Thomas J Fuchs, Dean for Artificial Intelligence and Human Health, Co-Director of the Hasso Plattner Institute for Digital Health at Mount Sinai, and Professor of Computational Pathology and Computer Science in the Department of Pathology at Icahn Mount Sinai, said:

“Mount Sinai’s AI enterprise and its collective entities will be the connective fabric linking and integrating our work throughout the entire Health System, as we robustly collaborate with all our institutes, departments, and centers to provide phenomenal patient care.

“The overarching goal of the Department for AI and Human Health is to impact patients’ health with AI. We will accomplish this by building AI systems at scale from data representing Mount Sinai’s diverse patient population. These systems will work seamlessly across all hospitals and care units to support physicians, foster research, and most importantly help patients’ care and well-being.”

Dr Fuchs, who will lead the department, is a prominent scientist in the field of computational pathology, with significant experience in machine learning (ML) and AI in healthcare. He will guide the department in creating an “AI Fabric” that will integrate ML and AI-driven decision-making throughout the Mount Sinai health system’s eight hospitals. This effort will include creating a hub-and-satellite model to make new tools and techniques available to all Mount Sinai physicians, and building an infrastructure for high-performance computing and data access to improve diagnostic and treatment capabilities.

Eric J Nestler, Dean for Academic and Scientific Affairs, Nash Family Professor of Neuroscience, and Director of The Friedman Brain Institute at Mount Sinai, said:

“We are just at the beginning stages of reaping the advantages of artificial intelligence and machine learning in biomedical research and clinical medicine.
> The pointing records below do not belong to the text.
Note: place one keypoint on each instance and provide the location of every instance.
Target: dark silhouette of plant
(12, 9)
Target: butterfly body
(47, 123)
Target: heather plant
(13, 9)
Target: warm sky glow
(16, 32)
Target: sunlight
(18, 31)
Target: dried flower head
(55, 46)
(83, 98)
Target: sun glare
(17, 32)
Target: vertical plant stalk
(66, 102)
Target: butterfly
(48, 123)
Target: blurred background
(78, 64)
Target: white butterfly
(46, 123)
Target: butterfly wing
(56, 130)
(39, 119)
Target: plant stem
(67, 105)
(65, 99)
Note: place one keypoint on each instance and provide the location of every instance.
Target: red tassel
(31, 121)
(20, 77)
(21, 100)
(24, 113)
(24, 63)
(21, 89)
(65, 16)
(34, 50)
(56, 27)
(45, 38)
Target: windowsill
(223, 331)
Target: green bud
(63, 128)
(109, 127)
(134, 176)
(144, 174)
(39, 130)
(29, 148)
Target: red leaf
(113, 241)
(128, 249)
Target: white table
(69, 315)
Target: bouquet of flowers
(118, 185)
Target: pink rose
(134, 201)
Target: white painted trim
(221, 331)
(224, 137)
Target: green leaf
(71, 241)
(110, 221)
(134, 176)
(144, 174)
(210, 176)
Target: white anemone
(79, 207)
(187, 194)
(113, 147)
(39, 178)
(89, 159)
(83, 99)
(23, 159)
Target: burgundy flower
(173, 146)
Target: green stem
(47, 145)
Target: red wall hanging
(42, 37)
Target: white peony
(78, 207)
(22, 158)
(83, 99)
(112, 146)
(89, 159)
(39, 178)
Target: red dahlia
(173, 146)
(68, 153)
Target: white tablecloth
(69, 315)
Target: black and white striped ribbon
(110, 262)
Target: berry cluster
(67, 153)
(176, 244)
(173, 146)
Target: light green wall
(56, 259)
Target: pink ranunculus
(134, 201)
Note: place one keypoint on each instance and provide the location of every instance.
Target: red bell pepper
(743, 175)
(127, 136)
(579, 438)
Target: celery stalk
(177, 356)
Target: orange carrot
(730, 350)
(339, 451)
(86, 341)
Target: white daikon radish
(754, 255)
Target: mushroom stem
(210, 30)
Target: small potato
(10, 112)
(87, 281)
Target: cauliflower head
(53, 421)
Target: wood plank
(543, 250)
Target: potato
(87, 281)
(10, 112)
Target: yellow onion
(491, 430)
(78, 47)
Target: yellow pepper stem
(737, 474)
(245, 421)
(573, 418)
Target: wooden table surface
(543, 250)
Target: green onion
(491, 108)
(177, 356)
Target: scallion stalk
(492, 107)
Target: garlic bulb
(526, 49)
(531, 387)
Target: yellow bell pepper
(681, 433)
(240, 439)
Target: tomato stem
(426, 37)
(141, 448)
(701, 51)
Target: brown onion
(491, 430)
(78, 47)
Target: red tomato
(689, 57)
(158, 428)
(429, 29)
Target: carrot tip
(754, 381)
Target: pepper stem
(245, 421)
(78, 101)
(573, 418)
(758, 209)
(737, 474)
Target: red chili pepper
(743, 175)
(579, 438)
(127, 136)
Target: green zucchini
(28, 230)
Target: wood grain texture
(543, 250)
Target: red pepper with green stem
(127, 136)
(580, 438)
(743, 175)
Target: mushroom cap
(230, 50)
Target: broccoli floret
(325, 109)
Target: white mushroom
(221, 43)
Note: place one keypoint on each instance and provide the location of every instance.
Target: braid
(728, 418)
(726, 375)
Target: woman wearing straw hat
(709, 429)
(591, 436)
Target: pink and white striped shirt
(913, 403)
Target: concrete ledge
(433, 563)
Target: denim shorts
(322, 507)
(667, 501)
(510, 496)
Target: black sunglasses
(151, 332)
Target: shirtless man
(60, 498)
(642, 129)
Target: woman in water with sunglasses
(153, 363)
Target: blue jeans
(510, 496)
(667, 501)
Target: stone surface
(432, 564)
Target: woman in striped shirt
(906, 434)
Mount Sinai is at the forefront of this effort, underscored by the opening—expected toward the end of 2022—of a new research facility on campus that will house the new Department and related endeavors.”

The new department builds on Mount Sinai’s work across various forms of artificial intelligence, including machine learning to develop novel diagnostics and treatments for diseases. Earlier this year, Icahn Mount Sinai announced it will offer a new PhD concentration in Artificial Intelligence and Emerging Technologies in Medicine as part of its PhD in Biomedical Sciences program starting in the fall of 2022. The concentration will train future scientists in cutting-edge technologies, including AI, medical devices, robotic machines, and sensors. The Hasso Plattner Institute for Digital Health at Mount Sinai—a collaboration between the Hasso Plattner Institute for Digital Engineering in Potsdam, Germany, and the Mount Sinai Health System—formed in 2019 to expand capabilities and create new tools of data science, biomedical and digital engineering, machine learning, and AI, including wearable technology.